Bengkulu (Antara-IPKB) - Situasi kependudukan di Indonesia  mencakup jumlah yang besar, laju pertumbuhan penduduk yang tinggi, kualitas penduduk masih rendah, dan penyebaran penduduk tidak merata. Situasi itu berdampak pada beberapa aspek kehidupan sosial masyarakat. 

Aspek ekonomi, lingkungan, serta politik dan pertahanan keamanan.

Direktur Analisis Dampak Kependudukan, Badan Kependudukan dan Keluarga Berencana Nasional (BKKBN) RI, Widati dalam kunjungan kerjanya di Bengkulu pada April baru ini mengatakan, situasi penduduk demikian itu diperlukan analisa dampak kependudukan, melalui kajian akademis untuk dijadikan sebagai rujukan dalam pelaksanaan program peningkatan kualitas sumber daya manusia (SDM).

Kependudukan, kata Widati, meliputi persoalan kelahiran, kematian dan pesebaran. Ketiga hal itu akan mengalami struktur umur dan pesebaran yang tidak merata.
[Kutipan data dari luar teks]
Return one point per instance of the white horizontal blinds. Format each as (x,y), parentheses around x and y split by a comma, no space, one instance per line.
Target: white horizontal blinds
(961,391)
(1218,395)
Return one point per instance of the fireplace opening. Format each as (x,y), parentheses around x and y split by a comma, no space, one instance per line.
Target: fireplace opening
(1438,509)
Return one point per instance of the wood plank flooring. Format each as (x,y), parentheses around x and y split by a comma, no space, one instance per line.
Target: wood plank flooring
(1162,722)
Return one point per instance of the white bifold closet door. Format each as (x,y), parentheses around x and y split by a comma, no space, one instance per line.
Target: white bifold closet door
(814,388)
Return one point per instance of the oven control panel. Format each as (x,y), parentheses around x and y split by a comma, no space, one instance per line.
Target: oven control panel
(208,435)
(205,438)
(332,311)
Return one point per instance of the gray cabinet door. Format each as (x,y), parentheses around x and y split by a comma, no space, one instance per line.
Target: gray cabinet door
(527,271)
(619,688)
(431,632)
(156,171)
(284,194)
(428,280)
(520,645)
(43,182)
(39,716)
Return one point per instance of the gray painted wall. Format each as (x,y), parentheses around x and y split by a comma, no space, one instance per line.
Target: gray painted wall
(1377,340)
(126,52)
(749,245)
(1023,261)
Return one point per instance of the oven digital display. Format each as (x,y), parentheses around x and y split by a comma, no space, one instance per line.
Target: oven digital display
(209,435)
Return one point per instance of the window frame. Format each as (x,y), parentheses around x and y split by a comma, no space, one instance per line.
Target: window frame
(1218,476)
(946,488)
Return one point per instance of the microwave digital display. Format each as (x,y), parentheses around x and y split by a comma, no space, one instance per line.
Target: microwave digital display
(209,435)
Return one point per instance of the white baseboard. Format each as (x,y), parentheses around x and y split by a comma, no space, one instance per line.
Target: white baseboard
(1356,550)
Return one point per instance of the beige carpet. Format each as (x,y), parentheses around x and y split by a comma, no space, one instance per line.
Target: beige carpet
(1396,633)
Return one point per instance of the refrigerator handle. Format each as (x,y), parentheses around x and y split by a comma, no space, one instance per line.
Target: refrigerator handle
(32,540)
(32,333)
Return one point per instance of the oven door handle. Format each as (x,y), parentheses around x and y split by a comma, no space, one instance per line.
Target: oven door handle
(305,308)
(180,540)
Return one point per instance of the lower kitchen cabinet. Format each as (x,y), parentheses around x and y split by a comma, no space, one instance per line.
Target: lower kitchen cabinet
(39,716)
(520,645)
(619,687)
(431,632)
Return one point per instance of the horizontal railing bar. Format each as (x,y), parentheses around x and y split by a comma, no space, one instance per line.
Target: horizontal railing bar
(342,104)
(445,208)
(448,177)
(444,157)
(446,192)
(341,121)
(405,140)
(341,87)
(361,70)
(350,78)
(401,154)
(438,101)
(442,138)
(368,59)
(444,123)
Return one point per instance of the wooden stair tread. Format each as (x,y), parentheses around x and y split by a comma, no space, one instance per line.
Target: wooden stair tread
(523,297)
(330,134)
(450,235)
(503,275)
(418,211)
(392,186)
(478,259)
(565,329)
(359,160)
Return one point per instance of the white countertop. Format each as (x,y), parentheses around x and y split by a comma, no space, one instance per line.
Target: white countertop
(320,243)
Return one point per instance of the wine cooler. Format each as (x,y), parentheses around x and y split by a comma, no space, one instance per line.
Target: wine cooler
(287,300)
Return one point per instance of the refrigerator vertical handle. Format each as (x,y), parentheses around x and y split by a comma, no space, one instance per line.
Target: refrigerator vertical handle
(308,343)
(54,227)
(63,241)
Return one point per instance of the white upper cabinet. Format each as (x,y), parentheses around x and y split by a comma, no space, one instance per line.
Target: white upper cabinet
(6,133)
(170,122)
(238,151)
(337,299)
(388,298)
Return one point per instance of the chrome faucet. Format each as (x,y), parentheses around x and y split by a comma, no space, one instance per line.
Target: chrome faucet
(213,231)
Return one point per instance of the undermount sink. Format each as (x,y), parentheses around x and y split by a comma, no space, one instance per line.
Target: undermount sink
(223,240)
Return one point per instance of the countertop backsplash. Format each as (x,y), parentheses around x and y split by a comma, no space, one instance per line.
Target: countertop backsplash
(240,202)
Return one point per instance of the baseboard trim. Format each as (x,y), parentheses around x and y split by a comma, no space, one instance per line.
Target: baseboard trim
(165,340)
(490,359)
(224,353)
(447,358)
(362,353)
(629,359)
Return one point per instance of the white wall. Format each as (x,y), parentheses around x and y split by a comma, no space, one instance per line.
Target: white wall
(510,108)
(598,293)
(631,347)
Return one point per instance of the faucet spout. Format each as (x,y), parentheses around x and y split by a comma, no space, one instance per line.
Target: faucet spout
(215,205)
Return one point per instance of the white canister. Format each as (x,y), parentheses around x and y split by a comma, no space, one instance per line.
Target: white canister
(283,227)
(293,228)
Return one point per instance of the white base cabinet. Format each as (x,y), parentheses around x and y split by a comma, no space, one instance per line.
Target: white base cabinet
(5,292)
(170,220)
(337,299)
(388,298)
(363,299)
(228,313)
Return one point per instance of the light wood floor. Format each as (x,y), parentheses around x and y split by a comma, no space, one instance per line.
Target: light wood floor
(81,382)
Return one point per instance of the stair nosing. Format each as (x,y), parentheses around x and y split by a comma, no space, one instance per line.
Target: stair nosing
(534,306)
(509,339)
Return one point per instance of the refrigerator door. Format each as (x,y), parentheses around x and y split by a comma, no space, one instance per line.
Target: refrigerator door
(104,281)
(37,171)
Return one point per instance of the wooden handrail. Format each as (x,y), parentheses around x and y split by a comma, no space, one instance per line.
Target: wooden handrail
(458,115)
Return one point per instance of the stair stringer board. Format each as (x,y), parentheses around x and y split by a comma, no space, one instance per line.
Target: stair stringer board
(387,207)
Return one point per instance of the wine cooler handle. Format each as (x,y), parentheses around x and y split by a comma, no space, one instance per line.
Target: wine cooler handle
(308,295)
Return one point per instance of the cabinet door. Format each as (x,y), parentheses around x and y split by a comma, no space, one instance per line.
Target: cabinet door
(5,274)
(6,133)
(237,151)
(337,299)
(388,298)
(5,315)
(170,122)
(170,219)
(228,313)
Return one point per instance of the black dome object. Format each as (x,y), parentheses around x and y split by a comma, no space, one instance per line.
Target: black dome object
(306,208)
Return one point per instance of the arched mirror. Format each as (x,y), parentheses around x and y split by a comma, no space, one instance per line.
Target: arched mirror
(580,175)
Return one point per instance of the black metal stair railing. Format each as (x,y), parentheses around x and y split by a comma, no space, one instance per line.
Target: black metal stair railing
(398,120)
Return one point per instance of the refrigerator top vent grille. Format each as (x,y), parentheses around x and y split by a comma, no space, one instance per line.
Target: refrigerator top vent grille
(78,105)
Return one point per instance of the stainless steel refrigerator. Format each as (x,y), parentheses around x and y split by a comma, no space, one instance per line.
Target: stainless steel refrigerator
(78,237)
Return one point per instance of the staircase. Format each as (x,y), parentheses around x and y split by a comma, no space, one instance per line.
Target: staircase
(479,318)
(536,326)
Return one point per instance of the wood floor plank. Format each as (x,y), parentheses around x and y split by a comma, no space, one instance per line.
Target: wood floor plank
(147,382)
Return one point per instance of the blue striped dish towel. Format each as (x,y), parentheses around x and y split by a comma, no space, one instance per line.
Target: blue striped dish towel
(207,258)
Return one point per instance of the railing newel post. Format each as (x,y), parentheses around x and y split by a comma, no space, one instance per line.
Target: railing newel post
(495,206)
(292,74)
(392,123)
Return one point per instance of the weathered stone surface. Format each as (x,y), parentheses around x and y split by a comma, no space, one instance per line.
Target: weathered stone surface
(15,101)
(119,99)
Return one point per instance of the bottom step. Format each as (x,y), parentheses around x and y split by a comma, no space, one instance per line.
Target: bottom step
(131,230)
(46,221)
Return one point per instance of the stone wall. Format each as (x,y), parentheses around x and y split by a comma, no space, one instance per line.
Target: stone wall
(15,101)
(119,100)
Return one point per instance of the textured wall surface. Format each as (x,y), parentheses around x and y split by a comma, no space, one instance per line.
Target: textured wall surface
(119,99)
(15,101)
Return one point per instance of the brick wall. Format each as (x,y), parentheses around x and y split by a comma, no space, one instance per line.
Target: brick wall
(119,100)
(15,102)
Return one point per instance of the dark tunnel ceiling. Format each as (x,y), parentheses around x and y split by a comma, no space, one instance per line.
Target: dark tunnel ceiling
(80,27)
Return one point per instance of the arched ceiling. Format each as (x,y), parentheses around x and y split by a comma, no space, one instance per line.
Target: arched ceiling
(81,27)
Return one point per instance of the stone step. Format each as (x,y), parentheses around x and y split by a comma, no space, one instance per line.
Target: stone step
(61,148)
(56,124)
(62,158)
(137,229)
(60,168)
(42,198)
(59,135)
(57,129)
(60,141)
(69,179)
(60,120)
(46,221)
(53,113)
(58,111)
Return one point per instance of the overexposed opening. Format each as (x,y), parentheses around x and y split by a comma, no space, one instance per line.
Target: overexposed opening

Perlu prioritas penangaman masalah kependudukan, maka dapat berdampak pada aspek kehidupan sosial.

Dengan kelahiran, akan tingginya laju pertumbuhan penduduk.

Diprediksikan, dengan kelahiran masih sebesar 1,49 persen maka jumlah penduduk pada 2050 mencapai 330 juta jiwa.

"Penduduk Indonesia sampai 2050 adalah 309–330 juta jiwa, masih menjadi negara ke 6 dengan penduduk terbesar dunia."

Dikatakannya, jumlah penduduk yang besar berdampak pada lingkungan, terjadinya kerusakan lingkungan, kelangkaan sumber daya alam, kerawanan pangan, kemiskinan dan konflik sosial.
Tingginya laju pertumbuhan penduduk, tambah Widati, akan lebih dirasakan oleh penduduk perdesaan yang kian sempit ruang ekonominya.

Itu akibat tingginya tindak pengeksploitasian lingkungan, mengarahkan pada kemiskinan. Pengeksploitasian sumberdaya alam dan lingkungan secara berlebihan yang dapat menimbulkan pencemaran seperti tanah, air, dan terjadinya tanah longsor.

Sempitnya ruang penduduk perdesaan maka pendorong warga di wilayah itu untuk keluar dari daerah agraris-perdesaan. 

Secara alami mereka terlibat dalam gerak (mobilitas) penduduk untuk mencari ruang ekonomi baru perkotaan.

"Gerak (mobilitas) penduduk ini, di daerah perkotaan antara lain dapat memperparah masalah pengangguran dan permukiman kumuh," kata Widati.

Ia menyebutkan, pada 1971, hanya 17,3 persen penduduk tinggal di daerah perkotaan. Pada tahun 2000, tingkat urbanisasi meningkat menjadi 42 persen dan pada akhir tahun 2010 sebesar 54,2 persen penduduk tinggal di perkotaan. 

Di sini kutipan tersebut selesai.